The week after the PI planning, Todd, the head of PMO at Rosetta Stone® and the release train engineer, leads a brief retrospective to capture what went well, what didn’t and what can be done better next time. By this stage, the teams have also entered in all of their sprint plans from the program board into JIRA Software, so Todd and Eric use Portfolio for JIRA to create a Rosetta Stone® portfolio plan.

Portfolio for JIRA uses the team’s scrum boards in JIRA Software as a data source to roll up into a multi‑team plan, so that they get a portfolio view without any extra effort, since each team was doing their planning already. “Prior to having Portfolio for JIRA a lot of that information on the board, although it could persist and be available, it was hard to update it or revise it to reflect reality” Eric said.

Portfolio for JIRA live plans: Rosetta Stone® are a Portfolio Pioneer and are using Portfolio for JIRA live plans (currently a labs release) which loads data dynamically from JIRA Software and let’s them plan in real-time. With this new seamless integration experience, they can instantly create a plan from their existing data in JIRA Software and it’ll be up to date – always. By following the quick set-up wizard, Rosetta Stone® can have a portfolio plan ready to go in under a minute – just connect to the boards and projects from JIRA Software, select the relevant releases, add teams, and confirm the scope. Voila! A live portfolio plan.
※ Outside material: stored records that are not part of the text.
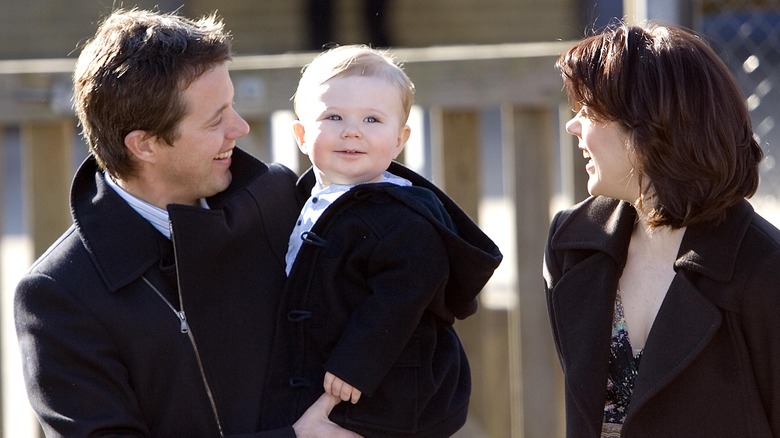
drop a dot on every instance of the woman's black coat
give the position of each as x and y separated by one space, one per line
711 364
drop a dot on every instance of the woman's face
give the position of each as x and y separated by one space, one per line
610 159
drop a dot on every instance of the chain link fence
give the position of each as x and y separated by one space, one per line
746 34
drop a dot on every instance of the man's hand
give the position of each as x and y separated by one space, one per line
314 423
341 389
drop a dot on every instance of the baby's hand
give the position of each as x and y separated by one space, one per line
341 389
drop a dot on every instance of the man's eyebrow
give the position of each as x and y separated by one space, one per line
217 113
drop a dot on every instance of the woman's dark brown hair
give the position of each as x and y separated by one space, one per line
131 75
686 118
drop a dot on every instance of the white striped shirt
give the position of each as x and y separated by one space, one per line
155 215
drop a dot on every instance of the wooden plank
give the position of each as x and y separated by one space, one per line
530 137
48 172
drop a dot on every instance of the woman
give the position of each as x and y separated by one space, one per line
663 287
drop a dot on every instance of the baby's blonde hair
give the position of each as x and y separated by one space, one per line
354 60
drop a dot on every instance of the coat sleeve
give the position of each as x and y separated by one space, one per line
407 270
761 326
75 383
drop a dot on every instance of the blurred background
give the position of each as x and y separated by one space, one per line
487 128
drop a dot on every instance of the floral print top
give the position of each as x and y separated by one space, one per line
623 368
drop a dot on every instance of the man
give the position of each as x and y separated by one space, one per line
152 315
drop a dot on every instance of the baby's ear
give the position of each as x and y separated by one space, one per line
299 132
403 137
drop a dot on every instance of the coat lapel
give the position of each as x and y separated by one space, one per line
582 301
685 324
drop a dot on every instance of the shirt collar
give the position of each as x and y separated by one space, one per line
154 215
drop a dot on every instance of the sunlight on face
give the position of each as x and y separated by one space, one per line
352 128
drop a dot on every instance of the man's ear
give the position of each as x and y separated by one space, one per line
141 145
299 132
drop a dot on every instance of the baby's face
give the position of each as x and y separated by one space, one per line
352 128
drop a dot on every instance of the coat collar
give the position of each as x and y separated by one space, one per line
121 244
604 224
582 301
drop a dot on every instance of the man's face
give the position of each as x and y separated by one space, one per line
198 163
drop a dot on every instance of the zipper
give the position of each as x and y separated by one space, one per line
185 329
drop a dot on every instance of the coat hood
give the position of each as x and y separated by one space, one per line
473 256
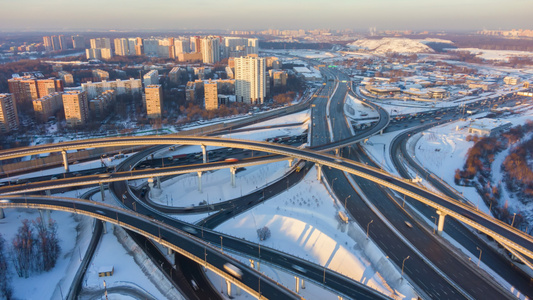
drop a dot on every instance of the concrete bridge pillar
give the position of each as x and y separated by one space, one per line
102 191
228 285
200 181
65 160
204 152
440 227
232 170
319 172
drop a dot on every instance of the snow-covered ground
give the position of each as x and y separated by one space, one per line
443 149
74 234
398 45
303 222
355 109
495 54
182 191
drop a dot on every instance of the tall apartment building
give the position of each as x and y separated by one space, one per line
196 45
210 49
100 43
99 105
154 101
48 43
78 42
181 46
279 78
47 106
175 74
121 87
67 78
101 74
121 47
250 79
211 95
9 120
76 108
63 45
151 77
55 43
25 89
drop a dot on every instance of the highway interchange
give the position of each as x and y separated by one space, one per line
438 286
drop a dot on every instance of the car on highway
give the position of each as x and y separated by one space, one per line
233 270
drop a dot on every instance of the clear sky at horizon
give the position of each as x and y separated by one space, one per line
253 15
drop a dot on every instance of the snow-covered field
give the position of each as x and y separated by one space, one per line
303 222
384 45
182 191
495 54
48 285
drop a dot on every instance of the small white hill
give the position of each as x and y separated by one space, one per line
392 45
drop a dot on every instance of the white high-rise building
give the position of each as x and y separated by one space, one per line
250 79
121 47
210 50
182 46
151 78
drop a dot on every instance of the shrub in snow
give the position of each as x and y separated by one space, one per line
263 233
5 288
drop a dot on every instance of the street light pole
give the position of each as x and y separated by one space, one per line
435 224
346 200
403 264
479 259
368 227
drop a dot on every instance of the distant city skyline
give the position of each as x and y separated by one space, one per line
63 15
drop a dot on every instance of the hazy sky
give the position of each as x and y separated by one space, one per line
253 14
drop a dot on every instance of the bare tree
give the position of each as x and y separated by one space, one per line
47 244
23 250
5 287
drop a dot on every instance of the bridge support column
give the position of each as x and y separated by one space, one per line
45 215
102 191
232 170
204 152
65 160
200 181
228 285
440 227
319 172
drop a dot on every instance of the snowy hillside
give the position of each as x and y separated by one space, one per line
392 45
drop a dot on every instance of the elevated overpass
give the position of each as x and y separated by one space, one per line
447 206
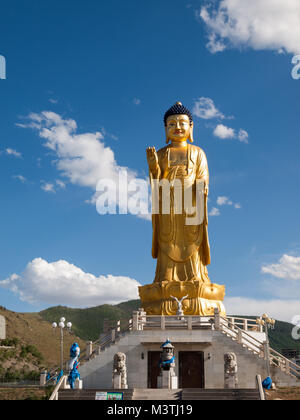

As I was leaving, Todd mentioned that “getting multiple teams to move forward in the same direction at the same velocity is an incredibly hard problem. Scaled agile helps us solve that problem as it gives us absolute visibility across all teams and helps us move forward at the same pace. Using JIRA Software, Portfolio for JIRA and the scaled agile framework (SAFe) within Rosetta Stone®, allows us to see what all teams are doing at the same time. This is extremely important when you have as many dependencies as we have between teams.”

Rosetta Stone® calls this PI planning and at Atlassian, we call it quarterly planning, regardless the point and importance of these meetings it to get everyone aligned at a micro and macro level. This is important for any size team or organization, and will lay the foundation for strong agile software development that can scale.